Kadin Minta Kenaikan BBM Dipercepat
Senin, 12 Mei 2008 | 17:39 WIB
TEMPO Interaktif, Jakarta:Kamar Dagang dan Industri Indonesia mendesak pemerintah mempercepat putusan menaikkan harga bahan bakar minyak (BBM). Sebab, sikap mengulur waktu hanya mengundang ketidakpastian yang berujung pada kenaikan harga bahan pokok.
"Pemerintah tidak perlu menunggu bulan depan atau apa, karena ketidakpastian menimbulkan spekulasi. Orang makin mengamankan harganya masing-masing, jadinya tidak riil," ujar Ketua Umum Kadin MS Hidayat, Senin (12/5) di Jakarta.
Ia menilai rencana kenaikan BBM pada Juni terlalu lama. Tapi ia tak menyebutkan kapan sebaiknya karena itu putusan politik pemerintah.
Sebelumnya, Wakil Presiden Jusuf Kalla mengatakan harga BBM akan dinaikkan 25 - 30 persen akhir Mei ini. Pengumumannya menunggu persiapan administrasi bantuan langsung tunai (BLT) yang perlu waktu minimal 20 hari (Koran Tempo, 11 Mei).
Kendati kenaikan BBM akan memukul industri manufaktur, yang bersifat padat karya, namun pengusaha sudah memprediksinya. Sektor industri juga tidak akan kaget karena sudah mengalami kenaikan harga seiring penggunaan BBM industri dengan harga pasar.

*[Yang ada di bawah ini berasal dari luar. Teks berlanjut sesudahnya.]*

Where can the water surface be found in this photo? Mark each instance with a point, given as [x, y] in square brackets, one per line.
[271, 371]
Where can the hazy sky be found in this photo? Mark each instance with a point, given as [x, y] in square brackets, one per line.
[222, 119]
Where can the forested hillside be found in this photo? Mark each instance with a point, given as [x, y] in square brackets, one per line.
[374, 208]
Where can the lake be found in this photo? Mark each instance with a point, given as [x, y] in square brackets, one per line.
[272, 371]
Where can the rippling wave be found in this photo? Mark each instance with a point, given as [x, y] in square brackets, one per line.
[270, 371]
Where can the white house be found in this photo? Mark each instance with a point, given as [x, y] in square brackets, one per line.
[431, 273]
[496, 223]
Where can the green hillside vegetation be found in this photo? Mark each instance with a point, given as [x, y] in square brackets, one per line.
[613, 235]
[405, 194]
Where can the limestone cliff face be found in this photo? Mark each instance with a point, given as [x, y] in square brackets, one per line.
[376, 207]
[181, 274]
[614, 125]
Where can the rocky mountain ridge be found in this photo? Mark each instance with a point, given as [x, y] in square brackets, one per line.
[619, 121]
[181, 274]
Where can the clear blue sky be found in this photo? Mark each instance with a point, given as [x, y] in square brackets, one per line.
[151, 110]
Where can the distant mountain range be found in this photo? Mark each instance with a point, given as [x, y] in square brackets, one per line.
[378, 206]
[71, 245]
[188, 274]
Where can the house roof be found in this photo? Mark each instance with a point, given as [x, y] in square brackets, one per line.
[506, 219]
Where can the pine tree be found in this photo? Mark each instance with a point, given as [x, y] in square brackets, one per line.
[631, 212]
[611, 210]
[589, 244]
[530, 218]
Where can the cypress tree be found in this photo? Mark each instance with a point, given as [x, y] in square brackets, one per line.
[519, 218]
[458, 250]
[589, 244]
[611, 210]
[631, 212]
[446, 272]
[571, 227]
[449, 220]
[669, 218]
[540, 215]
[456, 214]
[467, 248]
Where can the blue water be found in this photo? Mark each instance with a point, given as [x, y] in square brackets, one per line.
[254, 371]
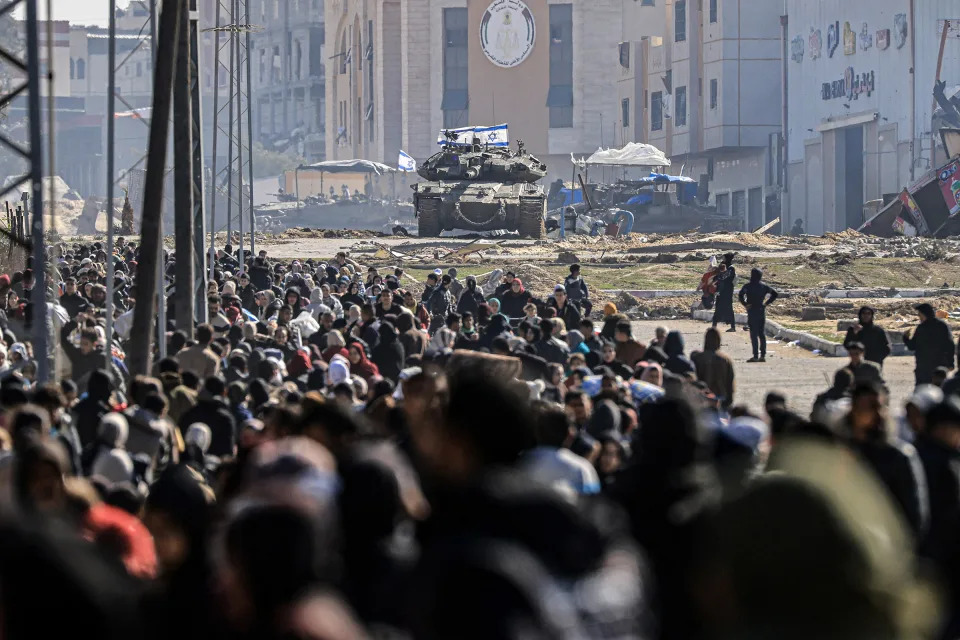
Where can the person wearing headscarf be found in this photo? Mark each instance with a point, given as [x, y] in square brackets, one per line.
[875, 341]
[496, 327]
[388, 355]
[111, 436]
[513, 301]
[677, 361]
[442, 341]
[413, 339]
[335, 346]
[931, 342]
[471, 297]
[360, 365]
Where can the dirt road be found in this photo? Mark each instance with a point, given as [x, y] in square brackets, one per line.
[796, 372]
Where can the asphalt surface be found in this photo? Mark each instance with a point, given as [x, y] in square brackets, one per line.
[799, 374]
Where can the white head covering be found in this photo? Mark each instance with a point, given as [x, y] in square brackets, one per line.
[200, 435]
[114, 466]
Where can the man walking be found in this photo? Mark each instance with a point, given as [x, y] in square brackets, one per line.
[756, 296]
[931, 342]
[876, 344]
[724, 280]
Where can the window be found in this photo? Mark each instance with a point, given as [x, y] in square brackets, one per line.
[680, 21]
[560, 97]
[681, 107]
[723, 204]
[455, 99]
[656, 111]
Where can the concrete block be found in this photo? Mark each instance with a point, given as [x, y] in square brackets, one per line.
[813, 313]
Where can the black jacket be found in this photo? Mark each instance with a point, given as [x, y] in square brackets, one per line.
[470, 301]
[553, 350]
[932, 344]
[875, 342]
[899, 468]
[570, 314]
[754, 296]
[82, 365]
[74, 303]
[214, 413]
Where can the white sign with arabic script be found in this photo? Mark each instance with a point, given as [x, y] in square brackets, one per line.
[507, 32]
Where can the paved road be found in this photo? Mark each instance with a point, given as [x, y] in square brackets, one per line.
[796, 372]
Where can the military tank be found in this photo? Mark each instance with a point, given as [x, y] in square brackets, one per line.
[477, 187]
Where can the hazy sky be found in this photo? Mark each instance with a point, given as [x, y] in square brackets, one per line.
[81, 11]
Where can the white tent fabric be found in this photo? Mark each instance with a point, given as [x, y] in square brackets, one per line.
[348, 166]
[634, 154]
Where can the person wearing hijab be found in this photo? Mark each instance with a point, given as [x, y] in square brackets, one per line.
[413, 339]
[471, 297]
[677, 362]
[513, 301]
[335, 346]
[931, 342]
[388, 355]
[496, 327]
[352, 296]
[442, 341]
[360, 365]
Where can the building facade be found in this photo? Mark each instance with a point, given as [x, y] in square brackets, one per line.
[548, 69]
[860, 103]
[289, 83]
[711, 99]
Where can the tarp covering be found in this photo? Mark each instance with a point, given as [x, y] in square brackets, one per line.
[348, 166]
[634, 154]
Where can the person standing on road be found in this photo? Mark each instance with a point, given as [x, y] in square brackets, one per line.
[875, 342]
[725, 280]
[756, 296]
[715, 367]
[577, 291]
[862, 369]
[931, 342]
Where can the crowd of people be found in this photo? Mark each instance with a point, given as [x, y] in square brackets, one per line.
[341, 453]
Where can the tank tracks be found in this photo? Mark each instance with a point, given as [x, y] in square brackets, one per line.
[428, 217]
[531, 222]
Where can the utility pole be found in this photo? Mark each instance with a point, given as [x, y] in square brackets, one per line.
[28, 68]
[253, 222]
[184, 297]
[199, 221]
[38, 297]
[111, 173]
[144, 311]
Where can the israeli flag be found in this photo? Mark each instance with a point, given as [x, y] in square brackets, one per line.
[406, 162]
[495, 136]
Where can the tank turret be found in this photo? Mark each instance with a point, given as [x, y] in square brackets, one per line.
[480, 188]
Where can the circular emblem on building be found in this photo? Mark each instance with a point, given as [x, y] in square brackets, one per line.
[507, 32]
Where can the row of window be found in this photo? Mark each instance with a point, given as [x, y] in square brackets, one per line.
[680, 18]
[680, 106]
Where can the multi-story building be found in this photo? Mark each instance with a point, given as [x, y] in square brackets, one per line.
[712, 96]
[860, 79]
[289, 83]
[402, 71]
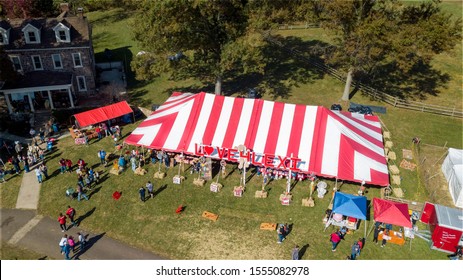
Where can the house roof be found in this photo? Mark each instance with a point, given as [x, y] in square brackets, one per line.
[40, 79]
[79, 28]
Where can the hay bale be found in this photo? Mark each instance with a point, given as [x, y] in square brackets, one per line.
[388, 144]
[391, 155]
[261, 194]
[140, 171]
[308, 202]
[394, 169]
[159, 175]
[210, 216]
[199, 182]
[396, 180]
[398, 192]
[178, 179]
[215, 187]
[238, 191]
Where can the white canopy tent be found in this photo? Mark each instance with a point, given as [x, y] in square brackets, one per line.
[453, 171]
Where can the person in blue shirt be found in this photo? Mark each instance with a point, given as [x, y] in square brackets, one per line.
[121, 162]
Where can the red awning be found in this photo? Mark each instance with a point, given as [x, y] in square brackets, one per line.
[103, 114]
[391, 212]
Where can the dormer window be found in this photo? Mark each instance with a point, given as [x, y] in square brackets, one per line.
[62, 33]
[31, 34]
[4, 36]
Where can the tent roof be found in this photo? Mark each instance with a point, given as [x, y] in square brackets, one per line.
[328, 143]
[390, 212]
[103, 114]
[449, 217]
[350, 205]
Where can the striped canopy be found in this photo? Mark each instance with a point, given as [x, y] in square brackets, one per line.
[327, 143]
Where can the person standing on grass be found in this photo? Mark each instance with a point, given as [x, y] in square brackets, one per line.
[102, 155]
[44, 170]
[335, 239]
[376, 234]
[295, 253]
[62, 243]
[80, 192]
[62, 222]
[281, 234]
[82, 241]
[71, 213]
[141, 191]
[39, 175]
[354, 250]
[149, 187]
[67, 251]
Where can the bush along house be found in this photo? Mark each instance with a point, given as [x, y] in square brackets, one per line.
[54, 59]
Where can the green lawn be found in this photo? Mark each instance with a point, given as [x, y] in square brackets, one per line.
[10, 252]
[153, 225]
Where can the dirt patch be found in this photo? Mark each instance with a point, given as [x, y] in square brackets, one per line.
[430, 159]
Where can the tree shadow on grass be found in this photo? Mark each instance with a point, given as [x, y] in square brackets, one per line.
[84, 216]
[303, 250]
[90, 242]
[418, 83]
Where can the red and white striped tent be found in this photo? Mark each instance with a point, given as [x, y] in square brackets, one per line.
[304, 139]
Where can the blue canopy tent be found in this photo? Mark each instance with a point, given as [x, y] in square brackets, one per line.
[350, 206]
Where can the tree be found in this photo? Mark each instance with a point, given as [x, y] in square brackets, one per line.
[7, 71]
[202, 39]
[28, 8]
[374, 34]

"Tapi kalau BBM naik, pasar melemah karena daya beli turun. Itu berimbas pada kapasitas terpasang produksi," tuturnya. Karena itu, Hidayat meminta pemerintah memberi perhatian khusus dengan cara memberi insentif bagi industri padat karya yang paling kena imbas kenaikan BBM. "Ini untuk mencegah terjadinya pemutusan hubungan kerja."